Solved: Duo Proxy as LDAP Server

mumbles2021 · ‎08-05-2021

If using the Duo Proxy as both and ad_client and ldap_server is it possible to pass group membership back to original requesting device as well the notification of authentication?

DuoKristina · ‎08-05-2021

That linked Authentication Proxy reference suggests specifying exempt_primary_bind=false and listing the service/lookup account by DN as exempt_ou_1 when you use allow_unlimited_binds, so you’ll want to set those too. Your LDAP config section should look like this:

[ldap_server_auto]
ikey=nnn
skey=nnn
api_host=nnn
client=ad_client
exempt_primary_bind=false
exempt_ou_1=CN=yourldaplookupaccount,OU=whateverthednis,DC=yourdomain,DC=whatever
ssl_cert_path=mycert.pem
ssl_key_path=mykey.key
allow_searches_after_bind=true
allow_unlimited_binds=true

I tested this config as an LDAP Auth Server on Pulse Secure, and created a user realm that mapped members of an ldap group to the Users role, and could log in only when I was a member of the group I chose in the user realm role mapping.

Duo, not DUO.

View solution in original post

DuoKristina · ‎08-05-2021

Yes, the requesting device can request group memberships when the Duo Authentication proxy is configured for ldap client/server. Sometimes we see that customers need to set the allow_searches_after_bind and/or allow_unlimited_binds options for ldap_server_auto to accommodate the additional LDAP queries for a user’s group information, depending on how the requesting device asks for that information.

Duo, not DUO.

mumbles2021 · ‎08-05-2021

Thanks for this information. I tried adding both

allow_unlimited_binds=true
and
allow_searches_after_bind=true

in the ldap_server_auto section, but it’s still failing and when I go to the requesting device (Pulse Secure) it appears no group membership is being based back. Is there a way to query from the proxy to confirm it’s getting group membership back from the AD server?
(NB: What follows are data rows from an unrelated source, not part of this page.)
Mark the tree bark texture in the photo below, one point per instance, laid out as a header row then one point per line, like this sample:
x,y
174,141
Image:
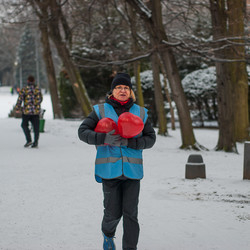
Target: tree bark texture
x,y
238,72
157,33
55,21
231,76
159,101
136,65
57,112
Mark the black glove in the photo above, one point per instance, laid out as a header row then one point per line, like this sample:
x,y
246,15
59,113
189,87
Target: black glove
x,y
113,140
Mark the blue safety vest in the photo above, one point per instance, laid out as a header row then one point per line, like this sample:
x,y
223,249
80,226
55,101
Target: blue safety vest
x,y
112,161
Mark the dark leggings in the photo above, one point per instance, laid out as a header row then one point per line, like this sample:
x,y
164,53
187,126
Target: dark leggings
x,y
34,119
121,198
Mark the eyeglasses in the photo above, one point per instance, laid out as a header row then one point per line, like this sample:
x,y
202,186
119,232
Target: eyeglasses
x,y
121,88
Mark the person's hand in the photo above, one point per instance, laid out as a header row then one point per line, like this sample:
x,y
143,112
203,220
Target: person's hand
x,y
113,140
124,141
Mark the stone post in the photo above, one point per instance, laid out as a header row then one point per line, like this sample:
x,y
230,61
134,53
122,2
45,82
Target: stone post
x,y
195,168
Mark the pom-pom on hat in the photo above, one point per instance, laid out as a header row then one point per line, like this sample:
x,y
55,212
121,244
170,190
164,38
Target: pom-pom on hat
x,y
121,79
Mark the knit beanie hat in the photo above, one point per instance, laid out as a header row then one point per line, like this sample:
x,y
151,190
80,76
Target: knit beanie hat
x,y
121,79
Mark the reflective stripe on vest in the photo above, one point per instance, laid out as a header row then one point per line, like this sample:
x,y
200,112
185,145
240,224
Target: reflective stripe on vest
x,y
111,161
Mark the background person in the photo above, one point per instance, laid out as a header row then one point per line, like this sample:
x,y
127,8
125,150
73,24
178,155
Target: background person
x,y
31,97
119,164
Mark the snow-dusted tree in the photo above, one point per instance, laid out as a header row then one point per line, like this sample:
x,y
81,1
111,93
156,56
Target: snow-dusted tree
x,y
154,24
201,90
47,55
27,57
228,35
60,33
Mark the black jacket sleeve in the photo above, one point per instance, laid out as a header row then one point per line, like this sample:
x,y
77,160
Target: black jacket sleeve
x,y
147,140
86,131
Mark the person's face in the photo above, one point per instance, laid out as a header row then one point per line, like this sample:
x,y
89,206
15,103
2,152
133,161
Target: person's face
x,y
121,92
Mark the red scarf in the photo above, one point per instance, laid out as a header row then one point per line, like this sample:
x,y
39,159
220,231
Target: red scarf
x,y
121,102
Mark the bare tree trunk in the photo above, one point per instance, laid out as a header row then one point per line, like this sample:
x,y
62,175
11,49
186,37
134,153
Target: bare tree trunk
x,y
63,51
238,70
137,65
231,78
57,112
159,102
153,22
169,102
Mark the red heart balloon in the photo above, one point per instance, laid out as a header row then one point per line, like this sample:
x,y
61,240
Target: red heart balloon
x,y
106,125
129,125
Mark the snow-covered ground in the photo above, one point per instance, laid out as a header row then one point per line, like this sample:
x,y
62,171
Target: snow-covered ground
x,y
49,199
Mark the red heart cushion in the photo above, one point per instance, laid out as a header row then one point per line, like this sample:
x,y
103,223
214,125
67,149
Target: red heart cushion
x,y
129,125
106,125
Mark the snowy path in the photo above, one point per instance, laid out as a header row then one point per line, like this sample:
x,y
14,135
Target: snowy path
x,y
50,201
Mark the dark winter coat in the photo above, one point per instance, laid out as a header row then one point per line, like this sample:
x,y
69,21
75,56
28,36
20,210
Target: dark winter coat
x,y
87,134
31,97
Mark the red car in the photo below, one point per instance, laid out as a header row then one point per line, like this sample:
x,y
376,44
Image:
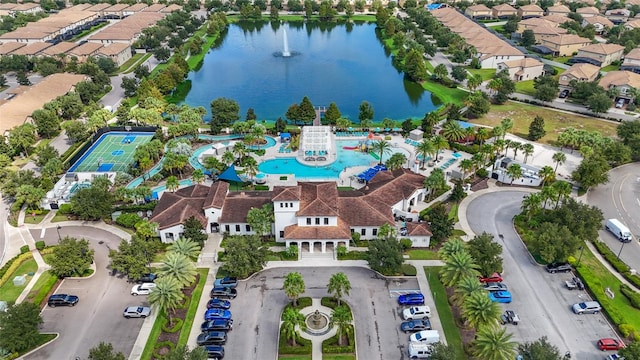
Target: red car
x,y
610,344
495,277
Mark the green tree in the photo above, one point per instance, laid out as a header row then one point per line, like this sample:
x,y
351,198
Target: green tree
x,y
385,256
19,330
105,351
72,257
294,286
244,255
338,285
167,295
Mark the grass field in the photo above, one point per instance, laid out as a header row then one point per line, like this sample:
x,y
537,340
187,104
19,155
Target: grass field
x,y
555,121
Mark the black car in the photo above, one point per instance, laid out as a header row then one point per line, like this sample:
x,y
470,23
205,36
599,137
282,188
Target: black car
x,y
215,351
223,292
558,267
62,300
212,338
217,325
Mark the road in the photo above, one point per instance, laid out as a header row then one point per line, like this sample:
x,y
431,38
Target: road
x,y
98,315
256,312
539,298
620,199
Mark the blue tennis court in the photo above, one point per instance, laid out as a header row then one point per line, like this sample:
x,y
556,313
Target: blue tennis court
x,y
113,151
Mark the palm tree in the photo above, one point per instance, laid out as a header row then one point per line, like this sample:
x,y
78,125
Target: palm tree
x,y
167,295
381,147
515,172
467,286
341,319
186,247
292,319
179,267
294,286
457,266
479,311
559,158
338,284
547,174
493,343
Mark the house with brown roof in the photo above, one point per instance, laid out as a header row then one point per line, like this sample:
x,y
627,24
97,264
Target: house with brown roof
x,y
602,54
502,11
521,70
529,11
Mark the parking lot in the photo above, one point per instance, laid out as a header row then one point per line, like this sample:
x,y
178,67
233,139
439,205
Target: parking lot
x,y
541,300
373,300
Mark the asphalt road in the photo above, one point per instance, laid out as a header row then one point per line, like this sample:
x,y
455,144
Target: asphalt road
x,y
256,312
539,298
98,315
620,199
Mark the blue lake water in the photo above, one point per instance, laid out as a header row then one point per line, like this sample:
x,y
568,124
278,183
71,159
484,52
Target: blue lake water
x,y
345,64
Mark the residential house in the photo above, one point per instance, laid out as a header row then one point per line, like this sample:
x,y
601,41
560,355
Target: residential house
x,y
632,61
529,11
503,11
599,54
565,45
600,23
523,69
579,72
478,12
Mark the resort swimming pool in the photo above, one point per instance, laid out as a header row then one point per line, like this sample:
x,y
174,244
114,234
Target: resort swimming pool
x,y
346,158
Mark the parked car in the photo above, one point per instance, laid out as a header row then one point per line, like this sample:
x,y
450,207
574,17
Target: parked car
x,y
62,300
495,287
587,307
500,296
495,277
142,289
137,311
416,312
222,292
217,325
213,314
216,303
229,282
558,267
415,325
212,338
411,299
610,344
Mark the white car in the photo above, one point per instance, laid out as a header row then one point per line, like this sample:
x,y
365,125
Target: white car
x,y
416,313
142,289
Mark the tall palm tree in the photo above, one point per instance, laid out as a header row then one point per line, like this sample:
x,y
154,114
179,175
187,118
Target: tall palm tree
x,y
467,286
479,311
292,320
341,319
339,284
457,266
559,158
493,343
167,295
186,247
294,286
381,147
179,267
Here’s the sanitized config file if it helps:

[ad_client]
host=1.1.1.1
host_2=1.1.1.2
service_account_username=duo
service_account_password=password
search_dn=DC=mydomain,DC=local
;transport=ldaps
ssl_ca_certs_file=cert.cer

[ldap_server_auto]
ikey=
skey=
api_host=
client=ad_client
failmode=safe
ssl_cert_path=mycert.pem
ssl_key_path=mykey.key
allow_searches_after_bind=true
allow_unlimited_binds=true

DuoKristina · ‎08-05-2021

That linked Authentication Proxy reference suggests specifying exempt_primary_bind=false and listing the service/lookup account by DN as exempt_ou_1 when you use allow_unlimited_binds, so you’ll want to set those too. Your LDAP config section should look like this:

[ldap_server_auto]
ikey=nnn
skey=nnn
api_host=nnn
client=ad_client
exempt_primary_bind=false
exempt_ou_1=CN=yourldaplookupaccount,OU=whateverthednis,DC=yourdomain,DC=whatever
ssl_cert_path=mycert.pem
ssl_key_path=mykey.key
allow_searches_after_bind=true
allow_unlimited_binds=true

I tested this config as an LDAP Auth Server on Pulse Secure, and created a user realm that mapped members of an ldap group to the Users role, and could log in only when I was a member of the group I chose in the user realm role mapping.

Duo, not DUO.

mumbles2021 · ‎08-05-2021

A million thank you’s!!! That worked like a charm and I’m able to connect now.

Now to troubleshoot why the proxy is failing to do LDAPS to the domain controllers when their certs were signed by the same CA.

DuoKristina · ‎08-06-2021

Thinking about common causes for that…

Make sure that the ssl_ca_certs_file cert you specify contains the full CA chain if you have intermediates. It does not need to contain the actual DC cert.
Make sure however you specified the hosts in ad_client, by IP or FQDN, is in the DC certificate as CN or SAN. If not, set ssl_verify_hostname=false so that the proxy doesn’t try to match the host= value to the cert.

Duo, not DUO.

mumbles2021 · ‎08-06-2021

Thanks, was just about to update that I found the issue. I was using the ip of the DC and not the hostnames. Once I specified the hostname it worked perfectly.